En veille, en réveil...

En veille, à la veille…

Nous sommes en veille.

A la veille du 1er mai 2021, nous sommes en veille et de quart qui plus est. Nous aimerions veiller les uns sur les autres. Cependant les barrières soi-disant sanitaires ne cessent de nous distancier. On veille surtout à ne pas sombrer tant ils prennent bien soin que l’on ne s’éveille, nous préférant endormis, dociles et crédules.
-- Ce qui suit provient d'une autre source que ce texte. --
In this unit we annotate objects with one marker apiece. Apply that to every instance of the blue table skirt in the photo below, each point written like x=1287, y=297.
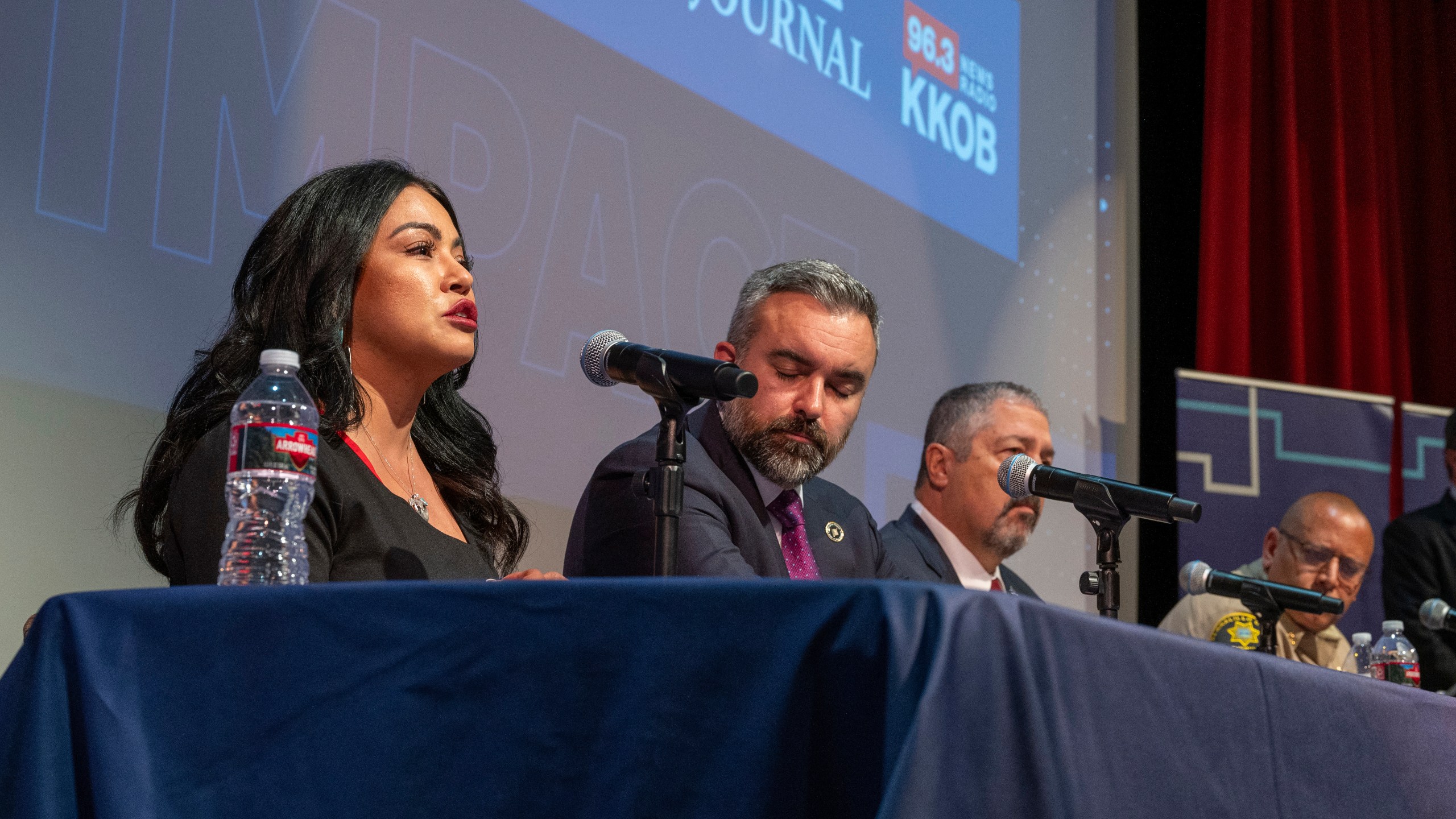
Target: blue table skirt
x=683, y=698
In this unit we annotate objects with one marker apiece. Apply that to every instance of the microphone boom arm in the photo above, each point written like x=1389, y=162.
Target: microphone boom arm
x=1107, y=518
x=664, y=481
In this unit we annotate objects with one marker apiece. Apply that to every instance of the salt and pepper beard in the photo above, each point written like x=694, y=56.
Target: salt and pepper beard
x=1007, y=538
x=778, y=458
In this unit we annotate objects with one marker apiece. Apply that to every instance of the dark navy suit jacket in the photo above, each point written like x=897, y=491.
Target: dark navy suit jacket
x=726, y=530
x=913, y=547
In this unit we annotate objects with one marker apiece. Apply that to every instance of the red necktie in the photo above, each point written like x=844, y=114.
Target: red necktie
x=796, y=544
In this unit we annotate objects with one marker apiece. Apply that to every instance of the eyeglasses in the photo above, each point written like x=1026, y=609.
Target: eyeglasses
x=1314, y=556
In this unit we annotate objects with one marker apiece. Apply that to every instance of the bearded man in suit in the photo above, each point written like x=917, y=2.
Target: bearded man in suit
x=753, y=504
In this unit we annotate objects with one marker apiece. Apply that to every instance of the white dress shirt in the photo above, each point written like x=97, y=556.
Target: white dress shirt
x=771, y=491
x=967, y=569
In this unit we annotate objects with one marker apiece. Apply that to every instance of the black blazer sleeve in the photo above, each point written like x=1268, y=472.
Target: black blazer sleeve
x=1410, y=576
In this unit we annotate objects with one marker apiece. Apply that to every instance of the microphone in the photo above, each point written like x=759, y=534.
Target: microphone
x=609, y=358
x=1199, y=577
x=1020, y=475
x=1436, y=614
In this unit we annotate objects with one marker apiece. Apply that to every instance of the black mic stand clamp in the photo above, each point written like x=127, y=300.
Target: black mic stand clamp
x=1260, y=601
x=1095, y=503
x=664, y=481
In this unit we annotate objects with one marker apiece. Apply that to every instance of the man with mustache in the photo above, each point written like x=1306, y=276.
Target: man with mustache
x=752, y=502
x=961, y=527
x=1324, y=544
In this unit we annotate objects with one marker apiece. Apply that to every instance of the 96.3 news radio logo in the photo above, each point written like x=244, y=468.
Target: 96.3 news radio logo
x=945, y=115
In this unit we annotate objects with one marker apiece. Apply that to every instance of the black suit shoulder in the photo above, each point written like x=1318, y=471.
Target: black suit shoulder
x=903, y=544
x=1420, y=563
x=614, y=528
x=724, y=530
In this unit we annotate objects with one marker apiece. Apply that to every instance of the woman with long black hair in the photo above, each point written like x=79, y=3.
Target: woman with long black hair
x=365, y=274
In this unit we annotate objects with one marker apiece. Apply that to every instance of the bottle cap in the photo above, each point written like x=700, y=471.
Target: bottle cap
x=279, y=359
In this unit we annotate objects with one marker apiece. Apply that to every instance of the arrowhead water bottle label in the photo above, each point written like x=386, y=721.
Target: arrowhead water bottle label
x=1404, y=674
x=273, y=446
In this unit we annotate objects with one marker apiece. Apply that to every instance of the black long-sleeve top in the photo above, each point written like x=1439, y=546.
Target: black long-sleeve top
x=353, y=522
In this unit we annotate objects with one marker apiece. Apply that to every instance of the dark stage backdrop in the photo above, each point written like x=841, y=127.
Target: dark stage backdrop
x=617, y=165
x=1330, y=195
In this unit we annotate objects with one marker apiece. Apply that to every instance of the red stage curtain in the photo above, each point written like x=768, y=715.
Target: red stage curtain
x=1329, y=225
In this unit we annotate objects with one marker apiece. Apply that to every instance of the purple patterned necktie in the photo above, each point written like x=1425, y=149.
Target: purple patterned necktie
x=788, y=509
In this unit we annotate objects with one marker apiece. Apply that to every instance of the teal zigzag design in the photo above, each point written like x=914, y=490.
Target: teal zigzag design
x=1280, y=454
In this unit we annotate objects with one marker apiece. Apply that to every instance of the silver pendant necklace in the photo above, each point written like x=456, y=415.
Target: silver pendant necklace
x=420, y=504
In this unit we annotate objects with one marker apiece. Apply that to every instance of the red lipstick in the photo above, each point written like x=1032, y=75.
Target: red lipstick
x=462, y=314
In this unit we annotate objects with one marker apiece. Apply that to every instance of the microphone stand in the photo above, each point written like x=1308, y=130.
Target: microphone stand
x=1095, y=503
x=1260, y=601
x=664, y=481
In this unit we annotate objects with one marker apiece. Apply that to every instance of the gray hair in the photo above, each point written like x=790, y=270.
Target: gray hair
x=965, y=411
x=826, y=282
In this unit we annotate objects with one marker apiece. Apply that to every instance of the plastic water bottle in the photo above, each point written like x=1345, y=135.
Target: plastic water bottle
x=1394, y=657
x=271, y=458
x=1359, y=657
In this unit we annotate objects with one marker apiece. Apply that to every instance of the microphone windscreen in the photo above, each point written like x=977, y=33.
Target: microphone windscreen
x=1014, y=475
x=1433, y=614
x=594, y=356
x=1194, y=577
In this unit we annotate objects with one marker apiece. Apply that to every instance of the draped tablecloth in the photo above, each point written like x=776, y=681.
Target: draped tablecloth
x=683, y=698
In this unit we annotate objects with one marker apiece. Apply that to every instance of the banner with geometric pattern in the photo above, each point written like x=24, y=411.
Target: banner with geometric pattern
x=1250, y=448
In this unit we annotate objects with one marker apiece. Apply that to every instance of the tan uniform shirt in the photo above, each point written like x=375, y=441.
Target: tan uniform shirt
x=1226, y=620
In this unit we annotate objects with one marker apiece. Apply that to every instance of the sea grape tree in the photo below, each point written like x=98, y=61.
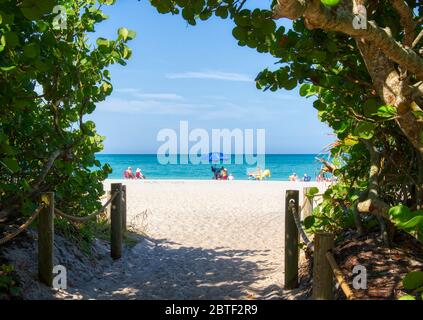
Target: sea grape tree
x=52, y=74
x=362, y=62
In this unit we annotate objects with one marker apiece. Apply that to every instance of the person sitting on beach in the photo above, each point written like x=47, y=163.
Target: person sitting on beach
x=255, y=174
x=138, y=174
x=128, y=173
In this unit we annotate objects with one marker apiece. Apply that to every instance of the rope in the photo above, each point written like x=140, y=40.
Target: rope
x=22, y=227
x=291, y=207
x=86, y=218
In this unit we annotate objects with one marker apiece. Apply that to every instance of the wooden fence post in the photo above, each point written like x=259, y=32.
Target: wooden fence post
x=116, y=222
x=322, y=272
x=291, y=241
x=124, y=208
x=308, y=204
x=46, y=239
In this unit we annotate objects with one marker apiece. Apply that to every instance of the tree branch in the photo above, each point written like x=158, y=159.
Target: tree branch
x=319, y=17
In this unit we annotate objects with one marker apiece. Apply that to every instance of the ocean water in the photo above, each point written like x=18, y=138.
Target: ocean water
x=281, y=166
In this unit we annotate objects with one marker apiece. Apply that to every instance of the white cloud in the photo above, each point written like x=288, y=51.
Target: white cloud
x=151, y=106
x=211, y=75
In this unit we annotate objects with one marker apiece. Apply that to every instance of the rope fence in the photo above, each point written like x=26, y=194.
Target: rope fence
x=46, y=212
x=325, y=267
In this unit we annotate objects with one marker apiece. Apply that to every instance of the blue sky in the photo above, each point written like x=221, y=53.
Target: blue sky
x=179, y=72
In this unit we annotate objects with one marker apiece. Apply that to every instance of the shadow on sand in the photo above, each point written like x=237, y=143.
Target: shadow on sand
x=161, y=269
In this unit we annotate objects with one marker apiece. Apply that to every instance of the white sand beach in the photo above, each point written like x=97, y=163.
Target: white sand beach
x=208, y=239
x=204, y=240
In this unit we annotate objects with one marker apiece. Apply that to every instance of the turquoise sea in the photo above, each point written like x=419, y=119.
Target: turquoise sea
x=280, y=166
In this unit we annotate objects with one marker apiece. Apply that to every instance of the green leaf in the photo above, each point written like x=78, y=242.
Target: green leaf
x=123, y=33
x=400, y=213
x=371, y=107
x=413, y=280
x=365, y=130
x=11, y=164
x=35, y=9
x=386, y=112
x=132, y=34
x=351, y=141
x=12, y=39
x=413, y=222
x=102, y=42
x=31, y=51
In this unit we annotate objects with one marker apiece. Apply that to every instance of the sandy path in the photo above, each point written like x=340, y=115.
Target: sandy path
x=207, y=240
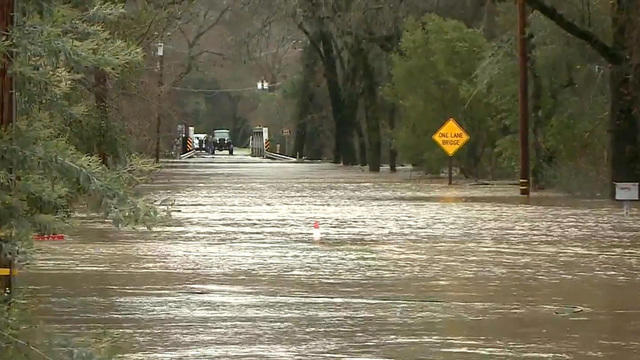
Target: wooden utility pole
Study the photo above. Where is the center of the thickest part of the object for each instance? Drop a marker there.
(6, 81)
(7, 116)
(525, 184)
(160, 69)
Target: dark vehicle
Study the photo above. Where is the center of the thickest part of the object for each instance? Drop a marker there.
(222, 141)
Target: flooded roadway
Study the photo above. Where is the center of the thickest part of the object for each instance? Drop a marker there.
(405, 269)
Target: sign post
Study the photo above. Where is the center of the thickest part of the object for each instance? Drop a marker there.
(451, 137)
(627, 192)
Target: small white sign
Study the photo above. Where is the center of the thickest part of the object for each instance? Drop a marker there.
(626, 191)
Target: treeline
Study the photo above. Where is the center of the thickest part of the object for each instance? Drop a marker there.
(393, 71)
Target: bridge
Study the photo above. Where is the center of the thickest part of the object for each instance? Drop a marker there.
(194, 145)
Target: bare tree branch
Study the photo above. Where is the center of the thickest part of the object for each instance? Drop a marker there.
(609, 53)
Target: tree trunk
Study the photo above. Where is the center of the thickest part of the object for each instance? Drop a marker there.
(490, 26)
(6, 81)
(348, 125)
(101, 92)
(625, 152)
(623, 121)
(371, 105)
(305, 98)
(393, 152)
(362, 145)
(5, 281)
(539, 153)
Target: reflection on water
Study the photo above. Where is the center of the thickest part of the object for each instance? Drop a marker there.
(405, 270)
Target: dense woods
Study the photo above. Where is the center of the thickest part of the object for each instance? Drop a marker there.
(358, 82)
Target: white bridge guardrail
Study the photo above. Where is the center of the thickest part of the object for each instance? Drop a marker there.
(187, 155)
(280, 157)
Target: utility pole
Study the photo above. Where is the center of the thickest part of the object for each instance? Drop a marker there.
(7, 102)
(160, 69)
(525, 184)
(7, 118)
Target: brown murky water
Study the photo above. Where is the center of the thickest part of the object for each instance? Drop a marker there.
(404, 270)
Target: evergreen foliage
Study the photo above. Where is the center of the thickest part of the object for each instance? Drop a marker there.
(49, 164)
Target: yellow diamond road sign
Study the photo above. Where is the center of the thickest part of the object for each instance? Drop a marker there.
(451, 136)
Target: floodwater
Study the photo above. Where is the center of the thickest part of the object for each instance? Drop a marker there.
(405, 269)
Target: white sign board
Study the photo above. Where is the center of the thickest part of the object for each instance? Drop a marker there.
(627, 191)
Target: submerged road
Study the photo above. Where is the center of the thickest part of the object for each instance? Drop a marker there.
(405, 269)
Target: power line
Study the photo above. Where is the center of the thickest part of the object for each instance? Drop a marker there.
(215, 91)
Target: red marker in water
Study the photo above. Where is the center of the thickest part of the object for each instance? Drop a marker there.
(316, 231)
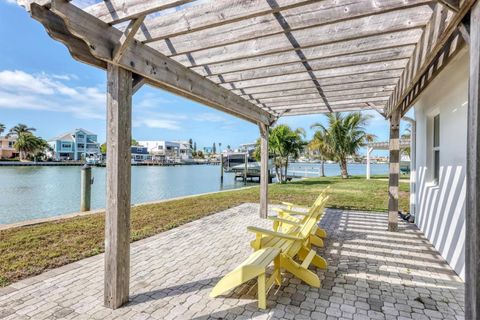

Et pourtant…

Nombre d’entre nous se découvrent  même qualifiés de non-essentiels pour ne pas dire inutiles voire nuisibles. Les métiers dont le lien est l’essence se retrouvent en panne sèche. Dés lors ils se trouvent remisés au garage et de fait dans une voie du même nom.

Non, ce n’est pas là l’essentiel. L’essentiel c’est notre essence venue du ciel, celle qui nous connait et nous sait poussières d’étoiles. Cette essence là est inépuisable. Et oui, elle est divine et ne cesse de veiller sur chacun d’entre nous à chaque instant présent.

Veiller au présent.

Il est temps à présent de veiller au présent, au présent que la vie nous offre à chaque instant. Veiller à la vie qui brille dans nos regards, réchauffe nos cœurs à la joie, à la beauté de nos rencontres. Tu vois, nous on s’est rencontré et ça a tout changé, on naît de bouts de rien, des fibres de nos vies

Mon ami Jean-Claude le chante ainsi : Briser les verrous de la peur, rester et devenir veilleur. Voilà là un sacré programme pour aujourd’hui.

Des présents qui éveillent.

Dans ces temps compliqués il me parut essentiel d’aller vous retrouver là où vous passeriez chemin faisant. Les chansons étaient prêtes à s’offrir en partage et ce pour tous les âges, égayer nos visages.

En plein cœur de l’hiver nous nous sommes croisés. Alors que vous marchiez entre amis, j’accordais ma guitare. Nous nous sommes accordés du temps pour la rencontre. On a savouré l’instant, simplement, entre nous. Comme il fut bon de ressentir combien le Nous, nous manquait tant. Il manquait les concerts et les gestes sans barrières. La guitare était prête. Aussi tout simplement, elle s’est mise à chanter des chansons sur Séné et sur la liberté. On s’était retrouvé et avions constaté combien elle nous manquait cette fraternité qui aime se réchauffer avec ces quelques notes venues d’un instrument. De nos cordes sensibles, on a joué à la vie qui jaillit, l’air de rien, de nos pas, pas à pas. On s’est dit au revoir et Merci pour tout ça.

Tout ça, c’est trois fois rien, une pause en chemin, reprendre quelques refrains, des mots qui font du bien pour poursuivre nos routes.

Le printemps est venu.

Le printemps revenu nous avions convenu de le chanter ici, tel un air de Big Bazar, comme un certain Fugain. Le printemps est revenu, la belle saison…

Les rencontres ne cessent de nous réenchanter. De la côte à la terre, en passant par la mer, la petite, celle d’ici, du côté Morbihan, on s’invite à l’envie de partager la vie, simplement. Si bien ici, à l’ombre des grands pins qui nous rappellent combien les racines sont nos liens. Ces racines nous maintiennent et quand nos mains se tiennent elles vont puiser là-même où notre cœur nous sème. Elles préservent la côte des embruns de la mer qui si petite soit-elle la creuse en ces tempêtes.

Et si au cœur de cette tempête, qui fait de nous des veilleurs peut-être même réveilleurs, on reprenait en chœur des chansons qui vont bien. Ces titres nous tiennent debout autant que solidaires pour reprendre un bol d’air et se dire l’air de rien qu’on est tout juste heureux d’être vivant ensemble.